Il y décrit aussi la répression de la révolte et de la grève, la mort d'une femme, la fin "d'une foule punie de n'être pas une foule".
Paru en 1930, ce livre est beau mais violent.
Il est moderne, dans sa forme mais aussi dans son propos car il évoque le colonialisme économique nouveau qui se dessine pour l'avenir, attaque les politiciens et les littérateurs qui, selon lui, parlent tout seuls.
C'est qu'
Henri Barbusse avait une grande exigence et une haute opinion de la littérature.
Il est aujourd'hui reconnu essentiellement pour son ouvrage audacieux et polémique,"le Feu", qui lui valut le prix Goncourt en 1916.
Mais
Henri Barbusse fût aussi une figure emblématique du Front Populaire, et plus largement de l'histoire de la gauche française.
Quelques jours avant sa mort, il a été acclamé par la foule qui avait envahi les rues de Paris le 14 juillet 1935.

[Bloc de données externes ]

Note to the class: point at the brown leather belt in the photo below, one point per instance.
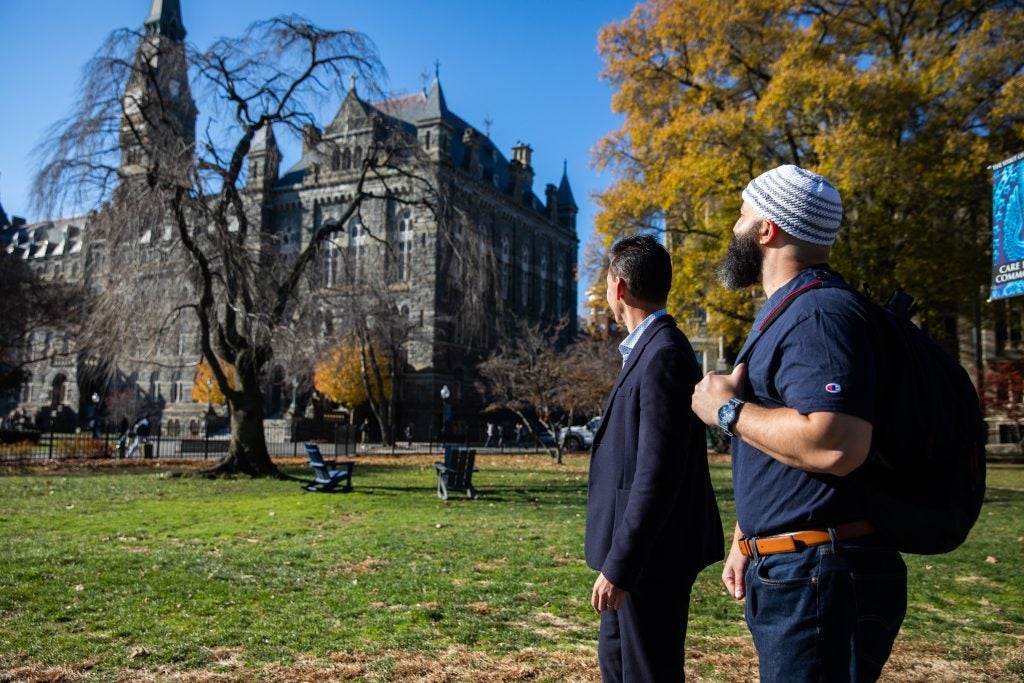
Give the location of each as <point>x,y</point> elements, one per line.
<point>791,543</point>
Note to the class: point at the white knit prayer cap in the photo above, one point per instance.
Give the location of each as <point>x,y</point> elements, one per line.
<point>801,202</point>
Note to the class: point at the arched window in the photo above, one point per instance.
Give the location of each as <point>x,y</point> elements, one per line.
<point>178,388</point>
<point>27,388</point>
<point>559,287</point>
<point>404,245</point>
<point>356,247</point>
<point>542,284</point>
<point>524,282</point>
<point>504,257</point>
<point>332,265</point>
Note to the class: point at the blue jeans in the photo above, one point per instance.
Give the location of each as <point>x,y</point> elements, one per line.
<point>828,612</point>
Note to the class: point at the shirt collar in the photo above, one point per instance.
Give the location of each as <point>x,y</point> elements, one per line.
<point>627,346</point>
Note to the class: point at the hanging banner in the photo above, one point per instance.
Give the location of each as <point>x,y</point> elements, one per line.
<point>1008,227</point>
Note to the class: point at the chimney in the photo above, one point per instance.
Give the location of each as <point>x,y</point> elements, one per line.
<point>551,196</point>
<point>471,140</point>
<point>521,153</point>
<point>310,137</point>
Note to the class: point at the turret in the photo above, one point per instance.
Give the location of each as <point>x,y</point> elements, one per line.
<point>264,160</point>
<point>567,209</point>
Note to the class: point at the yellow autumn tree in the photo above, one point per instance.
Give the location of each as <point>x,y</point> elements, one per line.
<point>901,104</point>
<point>339,377</point>
<point>205,388</point>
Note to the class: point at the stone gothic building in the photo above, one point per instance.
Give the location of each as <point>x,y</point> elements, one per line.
<point>530,233</point>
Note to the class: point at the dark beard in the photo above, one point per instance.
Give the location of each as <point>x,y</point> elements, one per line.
<point>742,261</point>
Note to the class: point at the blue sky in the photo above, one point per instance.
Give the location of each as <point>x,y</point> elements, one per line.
<point>529,67</point>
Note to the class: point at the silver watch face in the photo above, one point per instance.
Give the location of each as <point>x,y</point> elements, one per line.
<point>727,415</point>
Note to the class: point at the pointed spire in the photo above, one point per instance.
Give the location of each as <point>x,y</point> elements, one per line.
<point>564,190</point>
<point>263,139</point>
<point>435,104</point>
<point>165,19</point>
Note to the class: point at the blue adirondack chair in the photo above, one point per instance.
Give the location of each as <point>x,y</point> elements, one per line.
<point>456,473</point>
<point>330,473</point>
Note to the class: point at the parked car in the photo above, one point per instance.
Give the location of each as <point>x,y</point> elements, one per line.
<point>546,438</point>
<point>580,436</point>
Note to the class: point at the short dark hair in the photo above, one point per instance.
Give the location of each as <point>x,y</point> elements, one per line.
<point>644,264</point>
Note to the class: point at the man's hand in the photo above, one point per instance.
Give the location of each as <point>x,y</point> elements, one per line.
<point>606,596</point>
<point>732,573</point>
<point>714,390</point>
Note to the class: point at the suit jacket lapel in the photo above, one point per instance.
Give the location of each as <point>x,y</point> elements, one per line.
<point>631,363</point>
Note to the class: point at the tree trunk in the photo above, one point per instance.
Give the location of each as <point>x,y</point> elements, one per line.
<point>247,453</point>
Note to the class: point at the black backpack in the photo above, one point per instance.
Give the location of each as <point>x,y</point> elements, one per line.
<point>925,477</point>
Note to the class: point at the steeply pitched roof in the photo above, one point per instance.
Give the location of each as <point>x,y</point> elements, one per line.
<point>165,19</point>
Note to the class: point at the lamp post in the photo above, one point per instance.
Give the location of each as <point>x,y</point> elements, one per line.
<point>209,396</point>
<point>445,411</point>
<point>95,415</point>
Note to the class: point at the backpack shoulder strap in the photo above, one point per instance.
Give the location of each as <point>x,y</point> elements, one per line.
<point>820,275</point>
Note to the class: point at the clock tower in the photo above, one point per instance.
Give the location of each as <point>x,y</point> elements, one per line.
<point>158,121</point>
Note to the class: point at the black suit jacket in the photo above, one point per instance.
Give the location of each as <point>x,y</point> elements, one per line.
<point>651,512</point>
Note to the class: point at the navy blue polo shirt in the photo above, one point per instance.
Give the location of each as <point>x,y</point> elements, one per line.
<point>818,355</point>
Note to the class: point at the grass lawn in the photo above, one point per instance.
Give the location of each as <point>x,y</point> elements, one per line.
<point>130,572</point>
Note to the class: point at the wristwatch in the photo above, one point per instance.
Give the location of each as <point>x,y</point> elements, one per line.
<point>728,414</point>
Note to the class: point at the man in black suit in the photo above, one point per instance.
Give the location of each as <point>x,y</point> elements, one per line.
<point>652,521</point>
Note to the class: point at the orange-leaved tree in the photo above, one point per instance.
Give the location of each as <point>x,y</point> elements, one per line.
<point>901,104</point>
<point>340,377</point>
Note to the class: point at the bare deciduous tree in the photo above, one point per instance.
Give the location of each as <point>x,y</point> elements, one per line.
<point>524,376</point>
<point>182,236</point>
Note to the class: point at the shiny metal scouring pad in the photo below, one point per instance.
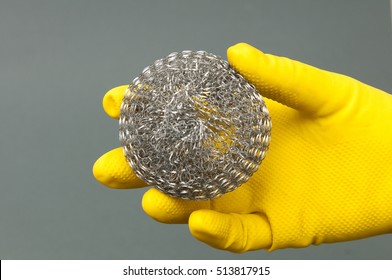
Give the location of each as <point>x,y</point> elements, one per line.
<point>193,127</point>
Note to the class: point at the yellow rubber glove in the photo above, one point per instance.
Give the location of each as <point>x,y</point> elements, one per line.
<point>327,176</point>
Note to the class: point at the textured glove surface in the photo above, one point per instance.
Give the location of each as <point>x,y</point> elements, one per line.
<point>327,176</point>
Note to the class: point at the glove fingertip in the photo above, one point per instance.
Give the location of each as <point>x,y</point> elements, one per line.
<point>112,101</point>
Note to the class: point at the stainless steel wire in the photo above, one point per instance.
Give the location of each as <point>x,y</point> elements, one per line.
<point>193,127</point>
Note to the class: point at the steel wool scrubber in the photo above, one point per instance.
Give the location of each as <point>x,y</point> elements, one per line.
<point>193,127</point>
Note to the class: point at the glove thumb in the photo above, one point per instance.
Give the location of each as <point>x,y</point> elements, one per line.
<point>234,232</point>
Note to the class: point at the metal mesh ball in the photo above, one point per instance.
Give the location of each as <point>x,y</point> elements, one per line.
<point>193,127</point>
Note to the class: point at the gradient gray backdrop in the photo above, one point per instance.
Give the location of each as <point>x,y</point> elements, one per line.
<point>57,60</point>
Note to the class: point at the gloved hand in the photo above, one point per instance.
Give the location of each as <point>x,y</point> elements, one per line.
<point>327,176</point>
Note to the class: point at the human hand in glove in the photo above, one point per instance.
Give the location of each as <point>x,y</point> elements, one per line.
<point>327,176</point>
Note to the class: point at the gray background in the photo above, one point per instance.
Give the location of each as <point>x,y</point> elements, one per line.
<point>58,58</point>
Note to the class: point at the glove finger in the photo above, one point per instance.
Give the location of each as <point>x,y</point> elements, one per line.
<point>234,232</point>
<point>166,209</point>
<point>113,170</point>
<point>292,83</point>
<point>112,101</point>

Son oeuvre est puissante, engagée et pacifiste.
Mais aussi violente, orientée et accrochée à son embrigadement communiste.
Ici, dans "Élévation", il maîtrise son verbe, utilise une langue neuve, et fait ainsi participer le lecteur à son voyage.
Le collectif se confond avec le singulier, le grand avec le petit.
Les cahots du sort projettent l'avion dans quelques petits coins particuliers de la grande vie.
Et la plume de Barbusse en tire parti afin de redonner espoir aux illuminés en qui brûlent la logique et la justice, de rejeter dans l'ombre le vieil angle de vision de la convoitise et de l'assujettissement.
"Élévation" est donc un ouvrage idéologique et politique surgi d'un autre temps, et qui pourtant laisse parfois songeur ...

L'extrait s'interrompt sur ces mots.